CHP’li Purçu: Atık toplama işçilerin iş kolu belirlenerek kayıt altına alınmalı
CHP İzmir Milletvekili Özcan Purçu, atık toplama işçilerin iş kolu belirlenerek kayıt altına alınması gerektiğini belirtti.

Atık toplama işçilerinin sorunlarının araştırılması amacıyla CHP İzmir Milletvekili Özcan Purçu, TBMM Başkanlığı’na araştırma önergesi verdi. Atık toplama işçilerin iş kolu belirlenerek kayıt altına alınmasını öneren Purçu, "Atıkların toplandığı ‘çek çek’ adı verilen araçların, hijyen koşullarına ve kent estetiğine uygun şekilde projelendirilmesi, geri dönüşüm işçilerinin daha çağdaş araçları kullanmasına olanak sağlanması gereklidir" ifadesini kullandı. Purçu, "Kentsel yoksulluk nedeniyle atık toplama sektörü, bazı ailelerde bir aile mesleğine dönüşmüş durumdadır. Bu durumda geri dönüşüm işçiliği yapan çocuklar, Anayasal eğitim haklarından mahrum bırakılmaktadırlar" vurgusu yaptı.

‘AYLIK ORTALAMA 2 BİN 560 TL KAZANIYORLAR’

ANKA’da yer alan habere göre atık toplayıcısı işçilerin sorunlarına ilişkin yapılan Kâğıt Geri Dönüşüm Sanayicileri Derneği (AGED) ile İstanbul Üniversitesi Şehir Politikaları Uygulama ve Araştırma Merkezi iş birliğiyle yapılan araştırmaya atıfta bulunan Purçu, şunları belirtti:

"Sokak toplayıcılarının haftanın 6 günü çalışarak aylık ortalama 2 bin 560 TL kazandıkları hesaplamıştır. Katılımcıların yüzde 69,4’ünün sağlık hizmetlerinden yararlanamadığı ve yarısının ise yaptıkları işten ötürü olumsuz karşılandıkları görülmüştür. Katılımcıların çoğu hem sosyal hem de ekonomik anlamda bulundukları durumun Çevre, Şehircilik ve İklim Değişikliği Bakanlığı’nın bünyesinde çalışma imkânıyla düzeleceğine inanmaktadır."

‘MESLEĞE ÖZGÜ YENİ EKİPMANLARIN HAZIRLANMALI’

Atık toplayıcılarına kolluk kuvvetleri tarafından sürekli ceza kesildiğini belirten Purçu, araştırma önergesinin gerekçesinde şunları kaydetti:

"Atık toplama işçilerinin çalışma sağlık koşullarının iyileştirilmesi için toplayıcılık esnasında kendilerini koruyabilecekleri mesleğe özgü yeni ekipmanların hazırlanması, toplama sırasında kullanılacak önlük ile iş eldiveni, toza ve bulaşıcı hastalıklara karşı koruyucu maske, güneşe karşı şapka, koruyucu siperlik gibi koruyucu kıyafetlerin çalışma koşullarına uygun olarak tasarlanması önerilmektedir.
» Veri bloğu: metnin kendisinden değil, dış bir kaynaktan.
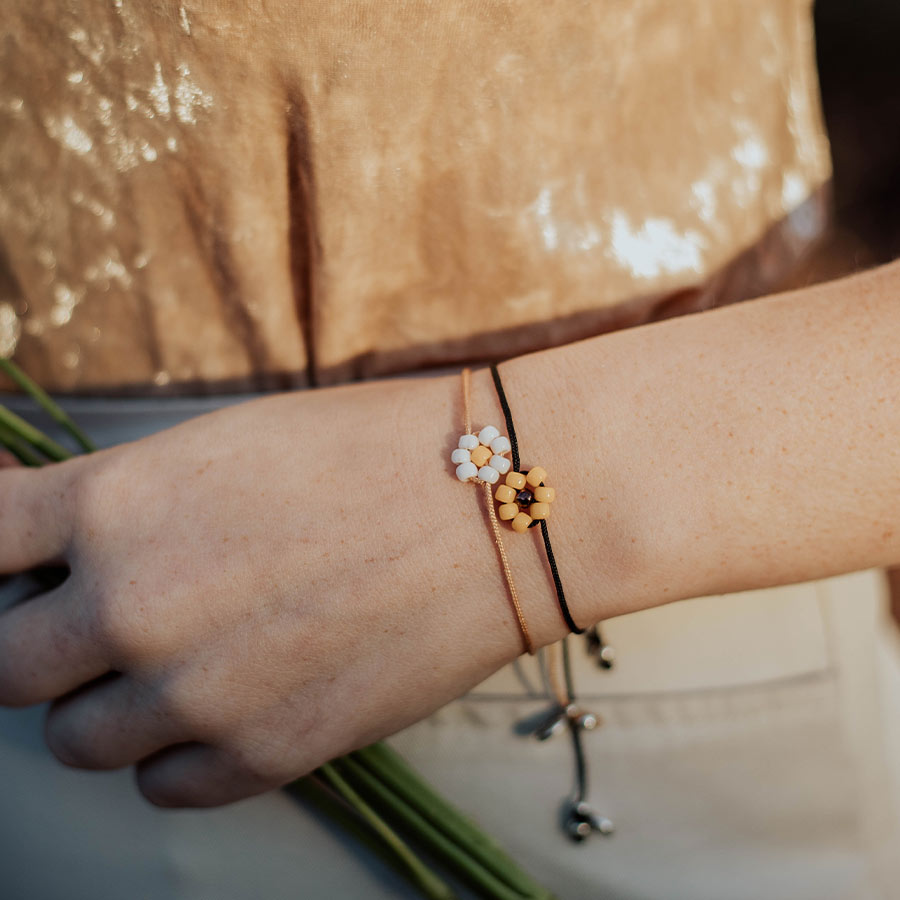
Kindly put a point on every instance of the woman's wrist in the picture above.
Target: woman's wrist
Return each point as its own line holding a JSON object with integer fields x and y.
{"x": 737, "y": 448}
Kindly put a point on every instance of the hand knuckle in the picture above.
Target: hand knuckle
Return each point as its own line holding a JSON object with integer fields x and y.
{"x": 66, "y": 742}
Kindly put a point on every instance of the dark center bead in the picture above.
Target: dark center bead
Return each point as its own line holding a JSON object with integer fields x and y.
{"x": 525, "y": 497}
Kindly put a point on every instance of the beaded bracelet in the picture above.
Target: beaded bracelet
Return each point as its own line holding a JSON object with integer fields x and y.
{"x": 525, "y": 501}
{"x": 539, "y": 510}
{"x": 482, "y": 458}
{"x": 524, "y": 497}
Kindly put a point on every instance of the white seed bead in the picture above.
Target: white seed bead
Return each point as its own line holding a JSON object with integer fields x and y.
{"x": 488, "y": 474}
{"x": 465, "y": 471}
{"x": 487, "y": 434}
{"x": 500, "y": 463}
{"x": 501, "y": 444}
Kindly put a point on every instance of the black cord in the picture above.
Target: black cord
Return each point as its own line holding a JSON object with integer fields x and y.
{"x": 545, "y": 533}
{"x": 504, "y": 405}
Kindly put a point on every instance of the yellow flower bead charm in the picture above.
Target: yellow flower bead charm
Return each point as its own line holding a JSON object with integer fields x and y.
{"x": 524, "y": 498}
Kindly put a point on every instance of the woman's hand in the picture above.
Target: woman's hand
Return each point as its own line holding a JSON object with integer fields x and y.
{"x": 258, "y": 590}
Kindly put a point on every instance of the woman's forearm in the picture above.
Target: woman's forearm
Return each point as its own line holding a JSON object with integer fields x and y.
{"x": 746, "y": 446}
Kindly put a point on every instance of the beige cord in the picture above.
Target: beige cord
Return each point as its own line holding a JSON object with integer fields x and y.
{"x": 495, "y": 525}
{"x": 553, "y": 673}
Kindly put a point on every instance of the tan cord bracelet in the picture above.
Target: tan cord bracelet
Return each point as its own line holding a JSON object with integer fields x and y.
{"x": 482, "y": 458}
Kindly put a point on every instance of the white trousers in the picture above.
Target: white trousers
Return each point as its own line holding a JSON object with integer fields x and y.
{"x": 750, "y": 748}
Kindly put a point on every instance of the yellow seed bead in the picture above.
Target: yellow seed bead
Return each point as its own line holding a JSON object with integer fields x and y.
{"x": 516, "y": 480}
{"x": 521, "y": 522}
{"x": 480, "y": 455}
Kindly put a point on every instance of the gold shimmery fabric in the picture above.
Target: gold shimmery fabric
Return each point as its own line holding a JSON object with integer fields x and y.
{"x": 245, "y": 195}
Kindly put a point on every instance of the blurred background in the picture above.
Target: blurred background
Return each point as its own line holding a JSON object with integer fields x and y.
{"x": 858, "y": 48}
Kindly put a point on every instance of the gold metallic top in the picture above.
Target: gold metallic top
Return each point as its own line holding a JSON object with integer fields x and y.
{"x": 221, "y": 194}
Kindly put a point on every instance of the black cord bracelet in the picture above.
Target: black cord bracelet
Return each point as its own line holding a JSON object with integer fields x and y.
{"x": 545, "y": 533}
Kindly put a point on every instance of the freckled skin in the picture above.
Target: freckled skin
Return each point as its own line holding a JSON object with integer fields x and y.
{"x": 244, "y": 641}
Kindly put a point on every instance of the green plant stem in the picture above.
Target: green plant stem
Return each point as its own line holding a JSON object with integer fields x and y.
{"x": 43, "y": 399}
{"x": 488, "y": 885}
{"x": 18, "y": 447}
{"x": 391, "y": 769}
{"x": 33, "y": 436}
{"x": 313, "y": 791}
{"x": 427, "y": 881}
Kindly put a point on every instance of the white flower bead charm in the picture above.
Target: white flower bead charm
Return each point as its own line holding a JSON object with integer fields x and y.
{"x": 482, "y": 456}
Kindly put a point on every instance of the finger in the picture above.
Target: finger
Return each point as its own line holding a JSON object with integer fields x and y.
{"x": 200, "y": 775}
{"x": 35, "y": 521}
{"x": 112, "y": 723}
{"x": 49, "y": 645}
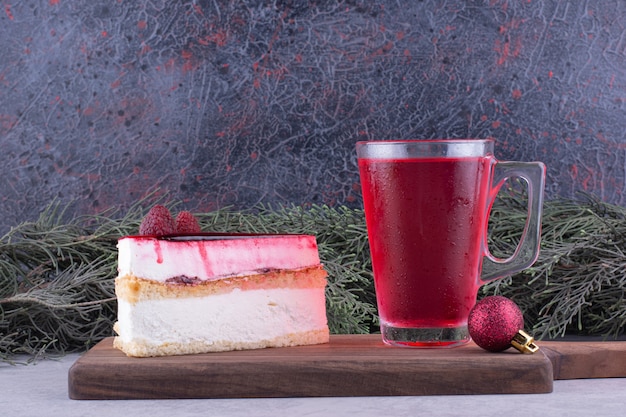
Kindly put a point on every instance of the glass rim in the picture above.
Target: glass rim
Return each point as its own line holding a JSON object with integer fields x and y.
{"x": 426, "y": 148}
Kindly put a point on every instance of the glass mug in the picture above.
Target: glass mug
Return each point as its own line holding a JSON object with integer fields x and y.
{"x": 427, "y": 204}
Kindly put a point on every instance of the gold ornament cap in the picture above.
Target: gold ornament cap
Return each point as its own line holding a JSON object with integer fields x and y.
{"x": 524, "y": 342}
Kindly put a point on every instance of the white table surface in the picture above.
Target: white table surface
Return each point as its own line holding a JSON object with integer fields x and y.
{"x": 41, "y": 390}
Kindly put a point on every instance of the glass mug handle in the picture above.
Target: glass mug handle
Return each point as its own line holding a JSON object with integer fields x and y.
{"x": 533, "y": 173}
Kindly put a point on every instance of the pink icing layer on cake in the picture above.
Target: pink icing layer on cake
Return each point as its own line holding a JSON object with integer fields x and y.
{"x": 209, "y": 257}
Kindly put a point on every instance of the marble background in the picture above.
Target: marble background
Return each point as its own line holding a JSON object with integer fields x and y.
{"x": 232, "y": 103}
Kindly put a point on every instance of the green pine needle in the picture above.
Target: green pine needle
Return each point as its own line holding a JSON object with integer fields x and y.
{"x": 57, "y": 290}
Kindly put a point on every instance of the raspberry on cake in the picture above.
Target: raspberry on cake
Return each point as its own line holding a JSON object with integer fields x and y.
{"x": 196, "y": 293}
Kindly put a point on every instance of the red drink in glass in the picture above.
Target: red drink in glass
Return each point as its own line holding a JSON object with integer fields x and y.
{"x": 426, "y": 210}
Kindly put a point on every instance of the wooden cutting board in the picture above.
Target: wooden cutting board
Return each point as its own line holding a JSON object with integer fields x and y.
{"x": 350, "y": 365}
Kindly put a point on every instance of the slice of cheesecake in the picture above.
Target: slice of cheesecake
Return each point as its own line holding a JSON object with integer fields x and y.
{"x": 185, "y": 294}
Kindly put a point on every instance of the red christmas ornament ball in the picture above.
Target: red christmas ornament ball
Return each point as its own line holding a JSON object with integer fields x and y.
{"x": 494, "y": 321}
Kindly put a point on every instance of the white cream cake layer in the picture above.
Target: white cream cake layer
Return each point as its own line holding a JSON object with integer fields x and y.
{"x": 207, "y": 258}
{"x": 236, "y": 320}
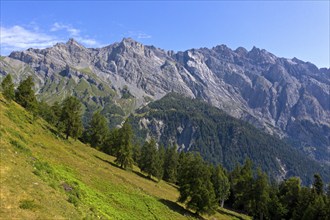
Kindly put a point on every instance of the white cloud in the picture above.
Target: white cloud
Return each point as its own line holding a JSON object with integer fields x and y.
{"x": 31, "y": 36}
{"x": 74, "y": 33}
{"x": 142, "y": 35}
{"x": 137, "y": 34}
{"x": 19, "y": 38}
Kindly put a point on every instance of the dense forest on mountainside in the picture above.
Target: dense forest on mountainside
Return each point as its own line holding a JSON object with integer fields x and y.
{"x": 194, "y": 125}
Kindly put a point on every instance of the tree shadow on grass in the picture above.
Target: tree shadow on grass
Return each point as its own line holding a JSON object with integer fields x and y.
{"x": 144, "y": 176}
{"x": 179, "y": 209}
{"x": 116, "y": 165}
{"x": 109, "y": 162}
{"x": 225, "y": 212}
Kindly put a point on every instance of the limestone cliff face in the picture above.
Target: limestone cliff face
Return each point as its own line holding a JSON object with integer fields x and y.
{"x": 286, "y": 97}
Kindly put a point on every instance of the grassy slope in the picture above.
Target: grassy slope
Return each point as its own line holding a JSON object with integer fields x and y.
{"x": 46, "y": 177}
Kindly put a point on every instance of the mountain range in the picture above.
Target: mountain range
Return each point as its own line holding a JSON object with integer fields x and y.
{"x": 287, "y": 98}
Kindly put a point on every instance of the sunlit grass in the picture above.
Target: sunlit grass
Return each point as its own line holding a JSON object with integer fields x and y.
{"x": 46, "y": 177}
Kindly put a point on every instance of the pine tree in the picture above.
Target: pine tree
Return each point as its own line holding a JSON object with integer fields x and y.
{"x": 289, "y": 194}
{"x": 8, "y": 89}
{"x": 57, "y": 111}
{"x": 220, "y": 183}
{"x": 242, "y": 185}
{"x": 261, "y": 197}
{"x": 46, "y": 112}
{"x": 195, "y": 186}
{"x": 160, "y": 163}
{"x": 70, "y": 118}
{"x": 136, "y": 154}
{"x": 171, "y": 163}
{"x": 112, "y": 143}
{"x": 124, "y": 155}
{"x": 318, "y": 184}
{"x": 97, "y": 130}
{"x": 149, "y": 158}
{"x": 25, "y": 95}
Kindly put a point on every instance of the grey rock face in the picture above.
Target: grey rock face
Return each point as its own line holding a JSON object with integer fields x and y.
{"x": 275, "y": 94}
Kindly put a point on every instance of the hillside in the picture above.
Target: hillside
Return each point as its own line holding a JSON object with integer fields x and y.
{"x": 194, "y": 125}
{"x": 46, "y": 177}
{"x": 286, "y": 97}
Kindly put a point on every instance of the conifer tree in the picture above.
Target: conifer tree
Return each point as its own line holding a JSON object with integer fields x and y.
{"x": 124, "y": 154}
{"x": 149, "y": 158}
{"x": 195, "y": 187}
{"x": 160, "y": 163}
{"x": 171, "y": 162}
{"x": 242, "y": 185}
{"x": 289, "y": 194}
{"x": 57, "y": 111}
{"x": 25, "y": 95}
{"x": 46, "y": 112}
{"x": 70, "y": 118}
{"x": 318, "y": 184}
{"x": 260, "y": 196}
{"x": 97, "y": 130}
{"x": 8, "y": 89}
{"x": 220, "y": 183}
{"x": 112, "y": 143}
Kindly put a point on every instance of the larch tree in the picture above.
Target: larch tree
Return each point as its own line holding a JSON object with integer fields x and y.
{"x": 149, "y": 158}
{"x": 8, "y": 89}
{"x": 171, "y": 163}
{"x": 221, "y": 184}
{"x": 70, "y": 119}
{"x": 124, "y": 154}
{"x": 195, "y": 186}
{"x": 25, "y": 95}
{"x": 97, "y": 130}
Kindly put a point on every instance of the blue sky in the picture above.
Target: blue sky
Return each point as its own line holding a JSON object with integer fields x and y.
{"x": 285, "y": 28}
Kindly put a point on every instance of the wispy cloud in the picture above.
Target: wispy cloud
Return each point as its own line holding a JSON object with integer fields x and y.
{"x": 19, "y": 38}
{"x": 31, "y": 36}
{"x": 74, "y": 33}
{"x": 137, "y": 34}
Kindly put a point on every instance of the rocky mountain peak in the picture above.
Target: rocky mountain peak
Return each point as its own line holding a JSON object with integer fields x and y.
{"x": 276, "y": 94}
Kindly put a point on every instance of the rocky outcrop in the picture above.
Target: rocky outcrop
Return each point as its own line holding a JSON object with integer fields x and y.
{"x": 275, "y": 94}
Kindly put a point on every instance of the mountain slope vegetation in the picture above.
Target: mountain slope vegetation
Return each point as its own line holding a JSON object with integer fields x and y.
{"x": 286, "y": 97}
{"x": 44, "y": 176}
{"x": 194, "y": 125}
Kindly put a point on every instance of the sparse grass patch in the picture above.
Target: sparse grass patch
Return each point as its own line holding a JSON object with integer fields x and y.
{"x": 65, "y": 179}
{"x": 20, "y": 146}
{"x": 28, "y": 204}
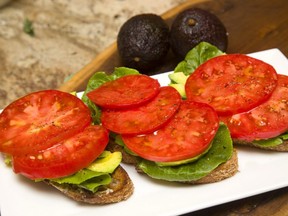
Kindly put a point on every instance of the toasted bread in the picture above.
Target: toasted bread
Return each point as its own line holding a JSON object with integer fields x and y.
{"x": 121, "y": 188}
{"x": 223, "y": 171}
{"x": 282, "y": 147}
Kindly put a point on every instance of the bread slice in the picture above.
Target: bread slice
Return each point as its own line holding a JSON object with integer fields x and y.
{"x": 120, "y": 189}
{"x": 223, "y": 171}
{"x": 282, "y": 147}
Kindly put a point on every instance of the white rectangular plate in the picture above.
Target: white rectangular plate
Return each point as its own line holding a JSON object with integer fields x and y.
{"x": 259, "y": 172}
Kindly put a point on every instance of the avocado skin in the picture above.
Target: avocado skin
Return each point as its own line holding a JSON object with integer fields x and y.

Bu kapsamda işçilere haftalık ve aylık belirli periyotlarda, geri dönüşüme uygun atıkları sattıkları tesis veya kurumlarca ücretsiz olarak bu ekipmanların temin edilmesi gerekmektedir.

‘HER YIL SAĞLIK TARAMASI YAPILMALI’

Atıkların toplandığı ‘çek çek’ adı verilen araçların, hijyen koşullarına ve kent estetiğine uygun şekilde projelendirilmesi, geri dönüşüm işçilerinin daha çağdaş araçları kullanmasına olanak sağlanması gereklidir. Kayıt altına alınan ve kendilerine verilen kimliklerle toplama faaliyetlerine devam etmesi planlanan işçiler için ‘çek çek’ adlı araçların kullanımdan kaldırılarak, bölge şartlarına uygun olarak tasarlanan yeni araçların belediyelerce atık kâğıt işçilerine sunulması çözüm önerilerinden birisidir."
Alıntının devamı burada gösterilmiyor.